How climate could affect your insurance

In a world of climate change deniers and activists, it's impossible for most of the population not to be aware of the on-going climate change debate. Do we, or do we not make sure that our homes and other permanent structures are both capable of withstanding weather-related natural disasters which may cause income and possession loss?

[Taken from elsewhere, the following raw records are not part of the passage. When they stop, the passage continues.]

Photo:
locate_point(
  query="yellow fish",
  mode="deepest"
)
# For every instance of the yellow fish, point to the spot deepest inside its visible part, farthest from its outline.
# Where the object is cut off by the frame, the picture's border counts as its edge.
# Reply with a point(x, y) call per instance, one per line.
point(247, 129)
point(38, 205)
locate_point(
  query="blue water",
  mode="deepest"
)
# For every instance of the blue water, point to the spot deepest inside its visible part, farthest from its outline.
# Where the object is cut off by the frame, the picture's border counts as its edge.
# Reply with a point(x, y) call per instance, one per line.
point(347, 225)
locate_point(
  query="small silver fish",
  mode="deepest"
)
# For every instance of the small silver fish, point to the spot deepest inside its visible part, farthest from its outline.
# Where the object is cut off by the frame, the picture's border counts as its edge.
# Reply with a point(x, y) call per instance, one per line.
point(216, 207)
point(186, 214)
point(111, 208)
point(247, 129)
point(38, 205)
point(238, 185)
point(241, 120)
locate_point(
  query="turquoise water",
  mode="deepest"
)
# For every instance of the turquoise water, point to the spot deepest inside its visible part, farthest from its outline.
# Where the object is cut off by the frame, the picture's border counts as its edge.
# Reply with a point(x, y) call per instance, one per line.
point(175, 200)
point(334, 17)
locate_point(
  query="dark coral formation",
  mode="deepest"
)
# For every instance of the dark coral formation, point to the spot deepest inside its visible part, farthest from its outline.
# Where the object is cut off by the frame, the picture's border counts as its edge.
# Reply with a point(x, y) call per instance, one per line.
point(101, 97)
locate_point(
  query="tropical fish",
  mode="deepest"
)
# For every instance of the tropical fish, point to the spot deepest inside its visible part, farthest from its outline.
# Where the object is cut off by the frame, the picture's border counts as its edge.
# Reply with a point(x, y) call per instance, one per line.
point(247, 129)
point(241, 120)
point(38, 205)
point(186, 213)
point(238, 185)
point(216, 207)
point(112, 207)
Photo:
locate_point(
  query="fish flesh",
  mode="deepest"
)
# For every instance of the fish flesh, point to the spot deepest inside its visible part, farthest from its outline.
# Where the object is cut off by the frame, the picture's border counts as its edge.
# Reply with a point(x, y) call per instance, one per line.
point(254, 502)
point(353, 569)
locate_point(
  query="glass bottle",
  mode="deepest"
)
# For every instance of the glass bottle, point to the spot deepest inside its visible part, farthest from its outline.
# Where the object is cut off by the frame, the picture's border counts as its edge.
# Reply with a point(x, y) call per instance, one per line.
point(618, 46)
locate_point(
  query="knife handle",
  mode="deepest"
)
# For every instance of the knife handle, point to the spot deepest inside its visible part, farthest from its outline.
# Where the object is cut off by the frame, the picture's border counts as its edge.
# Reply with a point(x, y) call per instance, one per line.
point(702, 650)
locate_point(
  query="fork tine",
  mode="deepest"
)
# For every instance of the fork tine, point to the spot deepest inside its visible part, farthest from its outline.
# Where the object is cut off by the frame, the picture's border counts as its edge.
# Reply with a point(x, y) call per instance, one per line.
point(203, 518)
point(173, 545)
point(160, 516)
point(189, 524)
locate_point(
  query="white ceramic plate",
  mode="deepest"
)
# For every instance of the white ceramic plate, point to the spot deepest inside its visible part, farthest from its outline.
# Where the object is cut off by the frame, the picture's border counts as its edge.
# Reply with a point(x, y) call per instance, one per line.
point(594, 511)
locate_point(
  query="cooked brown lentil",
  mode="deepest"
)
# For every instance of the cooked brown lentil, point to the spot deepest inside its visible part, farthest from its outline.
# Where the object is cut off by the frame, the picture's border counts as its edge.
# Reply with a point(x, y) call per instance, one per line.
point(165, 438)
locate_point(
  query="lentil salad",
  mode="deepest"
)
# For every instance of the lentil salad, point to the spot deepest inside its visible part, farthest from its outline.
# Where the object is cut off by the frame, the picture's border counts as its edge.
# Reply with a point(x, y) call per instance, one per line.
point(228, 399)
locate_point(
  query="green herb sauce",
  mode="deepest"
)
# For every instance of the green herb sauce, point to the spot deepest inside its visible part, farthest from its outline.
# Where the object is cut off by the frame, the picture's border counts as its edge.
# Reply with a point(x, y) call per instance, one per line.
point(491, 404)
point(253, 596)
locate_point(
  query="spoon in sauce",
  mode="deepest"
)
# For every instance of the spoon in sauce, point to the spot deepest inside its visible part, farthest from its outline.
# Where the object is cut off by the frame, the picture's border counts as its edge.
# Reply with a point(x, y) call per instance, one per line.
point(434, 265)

One of the industries most concerned with issues surrounding weather anomalies is the insurance industry. Every year, since 1970, statistics confirm a steady increase in the number of insurance claims when it comes to buildings and other man-made structures. Sometimes the damage caused by natural events is upwards of billions of rands. This is why the insurance industry considers damage caused by hail, storms and drought as something to focus their attention on in order to reduce the risk both for clients and themselves. In this sense, attempts have been made to provide the best Home Insurance deals while remaining mindful of the vulnerability profile (which includes the risk of natural disasters) of clients.

 

How climate could affect your insurance

 

Hail may not be high on the list but since its creation requires an environment with strong updrafts of air (the type found in tornado zones), it's a safe bet to make that hail hardly falls in calm weather. Hailstones can range in size from small, millimetre-sized stones to the largest measured hailstone at 47.3cm in circumference. It's also a safe bet that when the larger types of hailstones do fall, you don't want to be unprepared in terms of insurance. When conducting your Home and Buildings insurance comparisons before you sign on the dotted line, you should always keep in mind that most insurers consider hail and floods under comprehensive cover. This means you should look twice both at the policy and the fine-print.

 

However, if you ever find yourself in a situation where you're already stuck in a hailstorm and you're afraid that there will be ensuing damage to your car, there are basic tips which could reduce your claim:

  1. Move off the road as quickly as possible. Any place where there's shelter of some sort - whether it's underground parking or a petrol station should help reduce the damage to your car. If you can't find a sheltered place to park, stopping the car on the side of the road away from traffic is also a good alternative. Because of two little things call terminal velocity and inertia, the hailstone will always cause more damage to your car while it's moving than when it's standing still. In other words, a still car is a safer car.
  2. Once you arrive home and where you normally park has no shelter or garage, cover your car with a thick blanket or duvet to minimise the damage of hailstones.

 

In South Africa, we're lucky because our weather conditions remain consistent on an annual basis. Since South Africa is located in a subtropical part of the world and the temperature is buffered by oceans on all three sides of the country, we have mostly sunshine as our default weather pattern. We're prone to violent thunderstorms, which is why adding hail damage cover to your existing Home, Buildings or Motor Vehicle insurance policy is a good idea. After all, it’s better to be safer than sorry.